Le prince démon Gotyia s'étouffe à nouveau.

« Pourtant, vous revenez aussitôt sur vos paroles et donnez l'ordre inverse. Être contredit dans ses dires avant même l'intronisation, c'est d'une inconsistance sans pareille. »

« C-c'est pas ma faute ! C'est mon père qui a ordonné le retrait. J'ai entendu sa raison, j'ai pu l'accepter. C'est pour ça que je suis venu… »

« Je vois, vous avez été influencé par votre père, en somme. »

« La façon de le dire ! »

Gotyia n'a pas non plus changé d'avis simplement parce que son père le lui a dit.

Jusqu'ici, en agissant ensemble, j'ai vu en lui une force de volonté pour mener à bien ce qu'il décide, mais aussi la franchise de se corriger quand on le lui fait remarquer.

N'est-ce pas là la qualité d'un grand souverain ?

Je ne sais pas.

« Gnununu… !? »

Simplement, aujourd'hui, l'adversaire est mauvais.

Pour l'instant, les atouts de Gotyia pour convaincre Rukifu Fokare semblent épuisés.

Ici, un tir de soutien de quelqu'un d'autre devient nécessaire.

« … Puis-je dire quelque chose ? »

Et comme il n'y a que moi en plus des parties prenantes, c'est à moi de sortir.

« Oh, toi, tu es… »

« Je m'appelle Junior. »

« Le fils aîné du Saint, c'est ça ? On te voit dans un endroit inhabituel… Non, la famille du Saint a coutume d'apparaître là où on ne l'attend pas. »
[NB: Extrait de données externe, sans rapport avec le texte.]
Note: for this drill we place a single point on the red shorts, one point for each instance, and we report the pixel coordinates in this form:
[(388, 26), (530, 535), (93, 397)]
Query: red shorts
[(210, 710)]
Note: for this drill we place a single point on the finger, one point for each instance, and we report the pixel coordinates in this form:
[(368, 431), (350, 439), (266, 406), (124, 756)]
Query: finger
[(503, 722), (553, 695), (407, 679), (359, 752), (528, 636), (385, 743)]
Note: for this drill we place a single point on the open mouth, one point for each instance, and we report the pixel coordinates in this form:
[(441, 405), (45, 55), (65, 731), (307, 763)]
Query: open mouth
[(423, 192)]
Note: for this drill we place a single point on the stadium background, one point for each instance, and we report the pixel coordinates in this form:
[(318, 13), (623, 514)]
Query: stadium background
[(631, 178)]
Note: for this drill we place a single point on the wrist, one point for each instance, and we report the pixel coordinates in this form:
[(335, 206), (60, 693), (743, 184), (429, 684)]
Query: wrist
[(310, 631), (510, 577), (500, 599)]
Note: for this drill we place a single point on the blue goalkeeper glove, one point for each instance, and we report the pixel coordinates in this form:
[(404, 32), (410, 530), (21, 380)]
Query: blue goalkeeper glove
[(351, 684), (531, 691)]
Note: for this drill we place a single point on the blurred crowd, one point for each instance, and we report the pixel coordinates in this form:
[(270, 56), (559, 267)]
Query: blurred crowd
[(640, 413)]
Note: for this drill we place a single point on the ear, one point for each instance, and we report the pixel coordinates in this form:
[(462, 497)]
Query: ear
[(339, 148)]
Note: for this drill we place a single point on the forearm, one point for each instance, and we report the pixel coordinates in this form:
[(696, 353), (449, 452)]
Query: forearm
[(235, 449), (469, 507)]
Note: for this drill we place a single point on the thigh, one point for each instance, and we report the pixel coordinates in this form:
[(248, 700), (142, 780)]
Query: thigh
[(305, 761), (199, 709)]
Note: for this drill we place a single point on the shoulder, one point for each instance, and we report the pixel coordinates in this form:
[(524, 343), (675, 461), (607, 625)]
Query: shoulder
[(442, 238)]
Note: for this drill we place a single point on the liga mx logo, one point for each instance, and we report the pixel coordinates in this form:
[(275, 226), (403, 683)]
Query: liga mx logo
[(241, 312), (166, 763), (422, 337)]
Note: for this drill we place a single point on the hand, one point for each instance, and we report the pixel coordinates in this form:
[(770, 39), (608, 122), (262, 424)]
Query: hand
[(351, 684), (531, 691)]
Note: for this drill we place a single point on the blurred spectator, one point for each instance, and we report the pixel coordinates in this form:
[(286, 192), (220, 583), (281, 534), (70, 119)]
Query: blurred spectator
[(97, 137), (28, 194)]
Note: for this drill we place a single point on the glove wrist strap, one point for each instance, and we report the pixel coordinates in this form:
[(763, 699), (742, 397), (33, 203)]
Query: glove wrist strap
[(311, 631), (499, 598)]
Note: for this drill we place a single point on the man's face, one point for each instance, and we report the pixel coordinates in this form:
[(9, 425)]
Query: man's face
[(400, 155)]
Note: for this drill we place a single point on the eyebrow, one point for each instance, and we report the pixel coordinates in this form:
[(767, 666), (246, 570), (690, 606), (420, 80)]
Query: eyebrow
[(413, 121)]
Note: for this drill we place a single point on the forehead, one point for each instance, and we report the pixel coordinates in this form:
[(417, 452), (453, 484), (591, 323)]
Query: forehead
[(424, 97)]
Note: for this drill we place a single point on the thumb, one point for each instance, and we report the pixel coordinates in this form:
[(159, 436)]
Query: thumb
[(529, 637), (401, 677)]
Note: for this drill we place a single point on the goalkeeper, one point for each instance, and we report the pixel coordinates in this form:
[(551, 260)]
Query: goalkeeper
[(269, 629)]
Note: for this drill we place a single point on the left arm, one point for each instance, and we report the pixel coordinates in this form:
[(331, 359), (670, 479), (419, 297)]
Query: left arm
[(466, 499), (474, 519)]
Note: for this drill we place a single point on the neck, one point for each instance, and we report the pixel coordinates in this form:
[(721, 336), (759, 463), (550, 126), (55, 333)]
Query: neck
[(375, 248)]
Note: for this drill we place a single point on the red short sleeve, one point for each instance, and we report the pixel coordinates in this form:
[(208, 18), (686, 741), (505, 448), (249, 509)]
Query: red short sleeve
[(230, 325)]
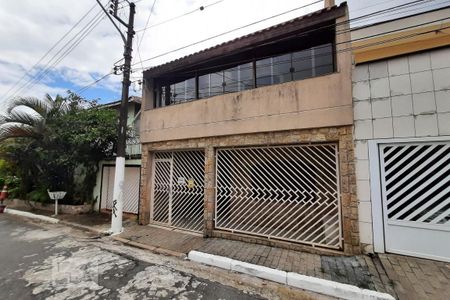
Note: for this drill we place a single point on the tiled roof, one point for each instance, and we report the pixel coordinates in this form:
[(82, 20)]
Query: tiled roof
[(278, 28)]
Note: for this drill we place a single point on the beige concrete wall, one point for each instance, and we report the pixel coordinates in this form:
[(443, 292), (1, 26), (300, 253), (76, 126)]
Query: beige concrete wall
[(311, 103), (340, 135)]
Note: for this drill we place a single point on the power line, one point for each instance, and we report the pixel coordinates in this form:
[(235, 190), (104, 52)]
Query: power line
[(139, 42), (27, 73), (326, 53), (83, 89), (391, 9), (201, 8), (63, 52), (262, 20)]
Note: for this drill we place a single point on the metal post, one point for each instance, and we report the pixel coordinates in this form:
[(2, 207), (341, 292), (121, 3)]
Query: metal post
[(119, 178)]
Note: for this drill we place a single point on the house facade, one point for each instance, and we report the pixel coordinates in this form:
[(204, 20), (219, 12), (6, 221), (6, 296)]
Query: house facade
[(401, 98), (104, 187), (252, 139)]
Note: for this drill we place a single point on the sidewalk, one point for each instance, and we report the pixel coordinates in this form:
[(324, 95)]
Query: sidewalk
[(361, 271), (406, 278), (401, 276)]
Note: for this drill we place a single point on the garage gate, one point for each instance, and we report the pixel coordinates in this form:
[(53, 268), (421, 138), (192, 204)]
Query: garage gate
[(178, 189), (131, 192), (283, 192), (415, 184)]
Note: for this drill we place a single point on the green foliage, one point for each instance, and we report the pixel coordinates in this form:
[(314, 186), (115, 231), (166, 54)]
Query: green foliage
[(62, 149)]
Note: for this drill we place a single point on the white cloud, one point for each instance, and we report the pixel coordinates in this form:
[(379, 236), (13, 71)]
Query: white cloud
[(30, 27)]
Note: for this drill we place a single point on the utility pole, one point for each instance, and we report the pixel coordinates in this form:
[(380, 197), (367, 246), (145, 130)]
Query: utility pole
[(119, 178)]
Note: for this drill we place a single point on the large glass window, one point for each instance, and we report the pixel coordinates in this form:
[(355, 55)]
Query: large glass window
[(306, 63)]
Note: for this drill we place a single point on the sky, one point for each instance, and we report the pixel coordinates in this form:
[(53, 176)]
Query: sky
[(30, 28)]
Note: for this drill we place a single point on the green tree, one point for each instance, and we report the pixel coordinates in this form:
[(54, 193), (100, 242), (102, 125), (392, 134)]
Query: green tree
[(57, 144)]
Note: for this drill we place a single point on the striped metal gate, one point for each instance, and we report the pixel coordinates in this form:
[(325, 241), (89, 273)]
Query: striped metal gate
[(415, 180), (131, 193), (282, 192), (178, 189)]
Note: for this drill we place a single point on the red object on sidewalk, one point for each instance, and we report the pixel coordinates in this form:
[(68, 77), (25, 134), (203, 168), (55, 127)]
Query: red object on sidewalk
[(4, 193)]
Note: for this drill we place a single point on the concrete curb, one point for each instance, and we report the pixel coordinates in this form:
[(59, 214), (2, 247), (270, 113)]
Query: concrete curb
[(317, 285), (153, 249), (82, 227), (31, 215)]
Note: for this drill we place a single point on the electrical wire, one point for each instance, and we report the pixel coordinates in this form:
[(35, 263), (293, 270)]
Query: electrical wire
[(139, 42), (201, 8), (309, 31), (83, 89), (66, 50), (352, 20), (27, 73)]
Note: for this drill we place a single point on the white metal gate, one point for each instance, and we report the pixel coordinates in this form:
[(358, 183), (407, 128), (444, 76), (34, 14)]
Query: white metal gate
[(415, 180), (178, 189), (283, 192), (131, 192)]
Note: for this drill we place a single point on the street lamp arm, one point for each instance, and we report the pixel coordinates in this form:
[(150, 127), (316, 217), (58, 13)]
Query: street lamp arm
[(112, 21)]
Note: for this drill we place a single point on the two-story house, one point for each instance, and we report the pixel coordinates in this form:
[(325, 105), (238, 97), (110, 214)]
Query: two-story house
[(252, 139), (401, 94)]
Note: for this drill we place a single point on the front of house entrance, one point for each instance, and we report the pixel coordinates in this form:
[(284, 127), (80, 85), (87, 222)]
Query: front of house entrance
[(414, 198), (178, 189)]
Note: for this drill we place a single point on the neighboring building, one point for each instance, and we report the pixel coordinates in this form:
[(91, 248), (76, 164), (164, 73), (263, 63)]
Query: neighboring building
[(105, 177), (401, 98), (252, 139)]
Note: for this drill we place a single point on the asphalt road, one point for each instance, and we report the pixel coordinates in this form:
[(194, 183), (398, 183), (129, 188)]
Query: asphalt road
[(50, 262)]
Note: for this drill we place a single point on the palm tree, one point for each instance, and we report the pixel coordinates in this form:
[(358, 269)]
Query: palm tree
[(28, 116)]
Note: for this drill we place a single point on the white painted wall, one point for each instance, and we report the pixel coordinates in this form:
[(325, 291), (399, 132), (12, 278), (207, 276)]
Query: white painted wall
[(97, 188), (404, 97)]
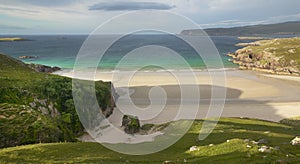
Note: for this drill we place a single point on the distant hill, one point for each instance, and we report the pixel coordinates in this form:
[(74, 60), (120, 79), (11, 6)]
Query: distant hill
[(287, 28)]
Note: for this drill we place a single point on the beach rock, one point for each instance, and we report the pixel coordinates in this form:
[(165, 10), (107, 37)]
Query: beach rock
[(131, 124), (264, 149), (43, 68), (262, 141), (194, 148), (296, 141)]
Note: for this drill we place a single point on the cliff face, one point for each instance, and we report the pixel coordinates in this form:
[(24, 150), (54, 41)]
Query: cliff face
[(39, 107), (277, 56)]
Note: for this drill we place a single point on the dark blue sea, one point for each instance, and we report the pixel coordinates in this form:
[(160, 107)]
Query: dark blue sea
[(61, 50)]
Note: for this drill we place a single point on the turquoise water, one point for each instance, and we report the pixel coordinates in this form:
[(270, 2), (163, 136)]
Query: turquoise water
[(61, 51)]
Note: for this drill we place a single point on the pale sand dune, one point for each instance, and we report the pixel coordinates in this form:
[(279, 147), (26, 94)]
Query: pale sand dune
[(249, 94)]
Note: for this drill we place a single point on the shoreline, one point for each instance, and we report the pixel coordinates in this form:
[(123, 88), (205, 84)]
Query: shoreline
[(268, 97)]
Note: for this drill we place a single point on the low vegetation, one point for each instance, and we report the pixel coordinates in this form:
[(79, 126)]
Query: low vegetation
[(37, 107), (280, 56), (234, 140)]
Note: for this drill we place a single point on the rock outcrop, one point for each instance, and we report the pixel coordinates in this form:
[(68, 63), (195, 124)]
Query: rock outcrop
[(277, 56), (296, 141)]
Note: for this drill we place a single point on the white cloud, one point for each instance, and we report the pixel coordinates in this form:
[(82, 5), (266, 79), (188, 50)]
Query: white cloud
[(74, 15)]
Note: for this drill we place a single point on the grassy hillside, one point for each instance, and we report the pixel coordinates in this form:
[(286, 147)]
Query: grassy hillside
[(37, 107), (287, 28), (280, 56), (233, 142)]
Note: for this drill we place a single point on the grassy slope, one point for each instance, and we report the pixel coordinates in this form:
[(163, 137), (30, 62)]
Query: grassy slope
[(234, 151), (280, 48)]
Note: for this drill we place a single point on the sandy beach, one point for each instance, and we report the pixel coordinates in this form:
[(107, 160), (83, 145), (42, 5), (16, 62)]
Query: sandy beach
[(249, 94)]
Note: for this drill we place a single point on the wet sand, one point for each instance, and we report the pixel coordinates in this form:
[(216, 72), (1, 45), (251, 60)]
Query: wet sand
[(248, 94)]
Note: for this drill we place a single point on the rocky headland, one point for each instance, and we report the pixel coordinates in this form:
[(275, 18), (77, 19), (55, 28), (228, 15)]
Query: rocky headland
[(276, 56)]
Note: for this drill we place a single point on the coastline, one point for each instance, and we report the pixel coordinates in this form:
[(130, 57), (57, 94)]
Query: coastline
[(249, 94)]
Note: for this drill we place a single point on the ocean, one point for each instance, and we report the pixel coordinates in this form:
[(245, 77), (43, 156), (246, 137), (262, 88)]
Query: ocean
[(61, 50)]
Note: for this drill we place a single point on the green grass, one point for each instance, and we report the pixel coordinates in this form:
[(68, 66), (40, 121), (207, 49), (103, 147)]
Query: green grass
[(288, 49), (235, 151), (22, 123)]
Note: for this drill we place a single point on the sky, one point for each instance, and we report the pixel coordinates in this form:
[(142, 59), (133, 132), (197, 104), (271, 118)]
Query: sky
[(83, 16)]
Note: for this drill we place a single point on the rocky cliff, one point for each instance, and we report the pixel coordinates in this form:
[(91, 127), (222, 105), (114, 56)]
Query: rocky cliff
[(277, 56)]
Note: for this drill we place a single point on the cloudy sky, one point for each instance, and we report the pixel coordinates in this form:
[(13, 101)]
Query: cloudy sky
[(83, 16)]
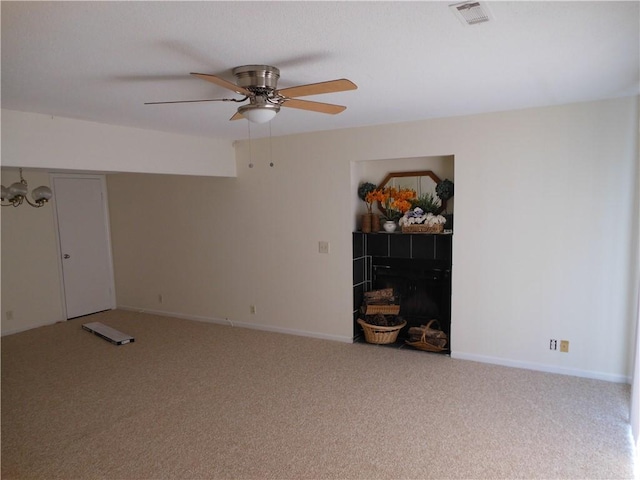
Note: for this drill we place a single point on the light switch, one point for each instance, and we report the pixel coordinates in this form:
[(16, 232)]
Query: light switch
[(323, 247)]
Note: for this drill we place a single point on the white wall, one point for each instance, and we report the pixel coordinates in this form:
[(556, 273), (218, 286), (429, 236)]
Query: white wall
[(542, 244), (31, 286), (543, 238), (42, 141)]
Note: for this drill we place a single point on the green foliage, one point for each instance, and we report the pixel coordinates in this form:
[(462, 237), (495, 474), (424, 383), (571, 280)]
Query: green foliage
[(427, 202), (364, 188)]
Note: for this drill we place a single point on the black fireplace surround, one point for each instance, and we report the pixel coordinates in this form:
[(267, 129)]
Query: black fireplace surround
[(418, 268)]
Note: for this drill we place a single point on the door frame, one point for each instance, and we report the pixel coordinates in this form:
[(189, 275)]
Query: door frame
[(107, 224)]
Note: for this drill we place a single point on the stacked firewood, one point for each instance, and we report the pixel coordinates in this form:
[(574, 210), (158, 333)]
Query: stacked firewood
[(430, 335)]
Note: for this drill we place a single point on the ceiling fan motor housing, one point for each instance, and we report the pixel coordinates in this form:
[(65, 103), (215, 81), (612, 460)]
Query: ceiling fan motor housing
[(257, 77)]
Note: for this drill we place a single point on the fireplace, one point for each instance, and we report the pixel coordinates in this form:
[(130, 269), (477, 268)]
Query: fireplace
[(416, 266)]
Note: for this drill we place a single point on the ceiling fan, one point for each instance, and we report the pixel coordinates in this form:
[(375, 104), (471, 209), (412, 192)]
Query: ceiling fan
[(258, 84)]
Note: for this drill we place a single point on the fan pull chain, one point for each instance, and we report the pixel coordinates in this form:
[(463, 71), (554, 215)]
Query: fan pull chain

J'ai l'impression d'avoir reçu une évaluation peu flatteuse.

La persuasion s'accomplit par le renforcement des liens entre personnes.

En convainquant un grand personnage comme Rukifu Fokare, j'accumulerai le bilan de « moi aussi je peux bouger le cœur des gens », et je referai le plein d'estime de moi-même, que Norito a tant fait chuter !

« J'ai aussi rencontré ton frère… Norito-dono l'autre jour. C'était une bonne transaction, à ce moment-là. »

La trace de Norito est même ici !?

Mon estime de moi-même qui baisse encore !?